Green greets your eyes as you step into Kimanzi Ndavi’s farm in Shaurimoyo, Kipini, Tana River Delta. Unlike neighbouring farms, the sesame crop in his piece of land appears unaffected by the drought ravaging many parts of the delta. In a few weeks, Ndavi will be harvesting his crop.
“Simsim (sesame) is not affected so much by drought,” he says.
Ndavi is one of the 104 farmers from the Tana Delta who received sesame seeds from Nature Kenya. Five acres of his land are currently under sesame cultivation, and things are looking promising. Sesame, notes Ndavi, yields a better income compared to maize.
“A bag of simsim can fetch up to Ksh. 10,000. If you compare it with maize, simsim is more profitable. That is why I decided to venture into its farming,” he adds.

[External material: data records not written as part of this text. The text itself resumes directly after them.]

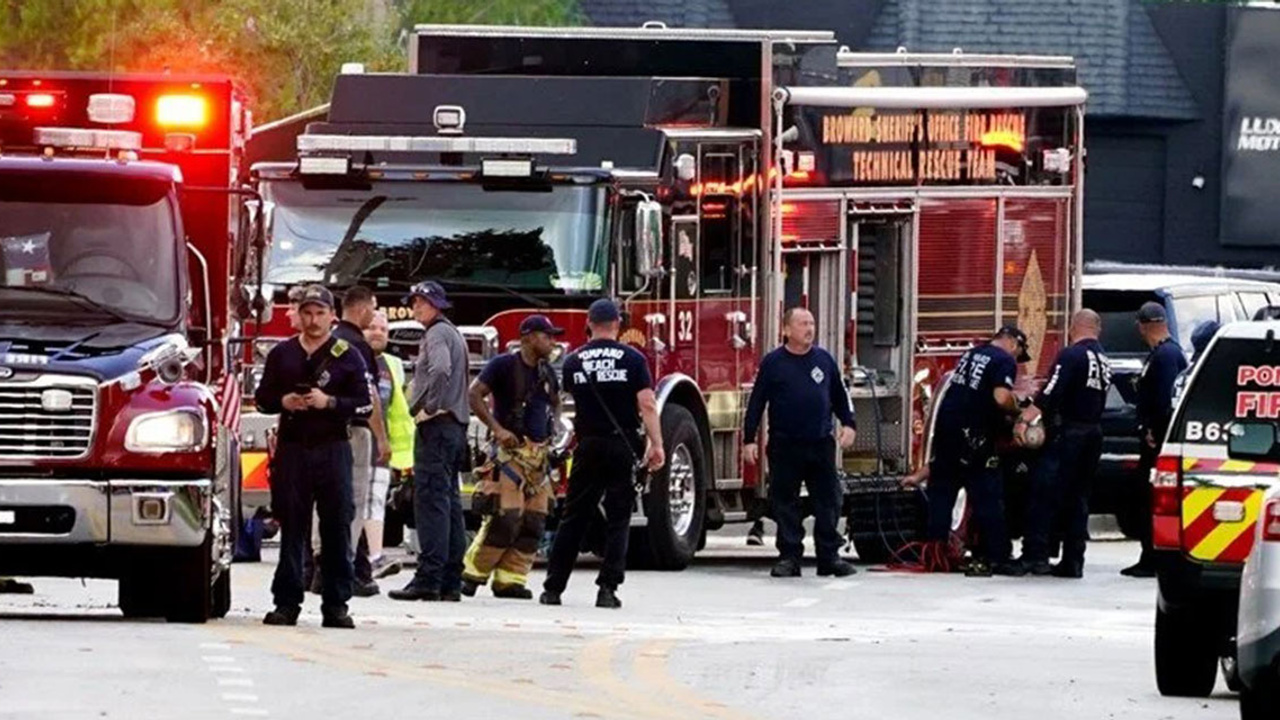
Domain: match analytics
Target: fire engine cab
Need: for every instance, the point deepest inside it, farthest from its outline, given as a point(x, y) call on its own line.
point(120, 240)
point(708, 180)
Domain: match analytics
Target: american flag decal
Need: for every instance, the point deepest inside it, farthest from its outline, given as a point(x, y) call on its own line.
point(229, 404)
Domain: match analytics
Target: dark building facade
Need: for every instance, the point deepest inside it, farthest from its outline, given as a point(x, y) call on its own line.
point(1160, 94)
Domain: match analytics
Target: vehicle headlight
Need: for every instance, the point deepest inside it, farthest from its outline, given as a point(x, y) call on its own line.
point(562, 434)
point(172, 431)
point(261, 347)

Ndavi expects to harvest at least three tonnes of the crop out of the five acres.
Nature Kenya is promoting cultivation of oilseed crops such as sesame and sunflower in the Tana Delta under a climate-smart agriculture initiative. Climate-smart agriculture uses farming practices that improve farm productivity and profitability and enable farmers to adapt to the adverse effects of climate change. This approach addresses the interlinked challenges of food security and climate change.

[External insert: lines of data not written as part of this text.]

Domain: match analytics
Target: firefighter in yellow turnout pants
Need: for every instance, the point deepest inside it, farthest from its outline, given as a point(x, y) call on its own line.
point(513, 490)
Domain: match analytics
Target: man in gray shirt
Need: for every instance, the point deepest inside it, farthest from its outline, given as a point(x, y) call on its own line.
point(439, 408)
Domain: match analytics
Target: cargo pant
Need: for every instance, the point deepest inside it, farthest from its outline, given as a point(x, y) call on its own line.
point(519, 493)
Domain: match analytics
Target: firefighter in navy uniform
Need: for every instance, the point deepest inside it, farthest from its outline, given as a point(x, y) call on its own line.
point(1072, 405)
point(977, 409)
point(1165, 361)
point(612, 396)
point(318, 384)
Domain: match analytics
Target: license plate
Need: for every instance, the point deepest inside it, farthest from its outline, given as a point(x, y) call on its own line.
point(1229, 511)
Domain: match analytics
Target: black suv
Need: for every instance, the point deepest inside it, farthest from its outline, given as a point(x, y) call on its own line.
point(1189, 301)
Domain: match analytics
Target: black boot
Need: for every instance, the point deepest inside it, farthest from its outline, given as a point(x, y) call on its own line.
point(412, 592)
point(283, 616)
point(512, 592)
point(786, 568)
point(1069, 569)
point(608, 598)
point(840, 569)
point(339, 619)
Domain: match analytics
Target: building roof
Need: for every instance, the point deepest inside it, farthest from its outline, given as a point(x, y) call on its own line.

Under the climate-smart agriculture initiative, farmers receive improved crop seeds, training in crop husbandry and extension services. Crops identified for this initiative include green grams, cowpeas and maize. Sesame and sunflower have also been picked as high-value crops suitable for the Tana Delta landscape. The selected seed varieties for these crops are drought-resistant and fast maturing.
The climate-smart agriculture initiative is a component of the Community Resilience Building in Livelihood and Disaster Risk Management (REBUILD) project funded by the European Union.

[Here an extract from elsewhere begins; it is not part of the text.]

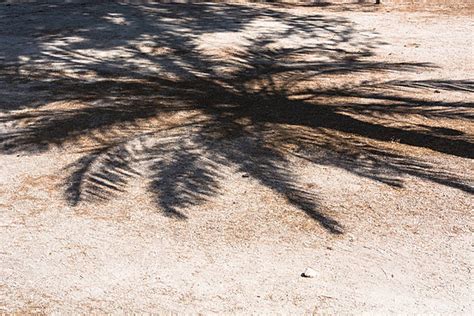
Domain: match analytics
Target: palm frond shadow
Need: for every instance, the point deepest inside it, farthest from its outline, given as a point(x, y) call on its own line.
point(180, 126)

Nzilani Esther, a farmer from Mapunga, Kisiwani area, is another beneficiary of the project.
“Apart from receiving improved crop seeds, we have also been taught how to time the rains and sow correctly,” says Nzilani, who has planted two acres of green grams.
According to Boniface Musyoka, an agronomist working for Nature Kenya in Tana Delta, 1,570 farmers drawn from Kipini, Garsen and Tarasaa areas are actively engaged in climate-smart agriculture.
“A majority of the farmers we have engaged in our in climate-smart agriculture initiative are women. The initiative seeks to build climate change resilience among communities in the Tana Delta,” says Boniface.
Nature Kenya is also working closely with the Tana Delta Farmers’ Cooperative in the climate-smart agriculture initiative. The cooperative manages the Ngao Farmers’ Field School. This facility offers climate-smart agriculture, greenhouse technology and conservation agriculture training to farmers.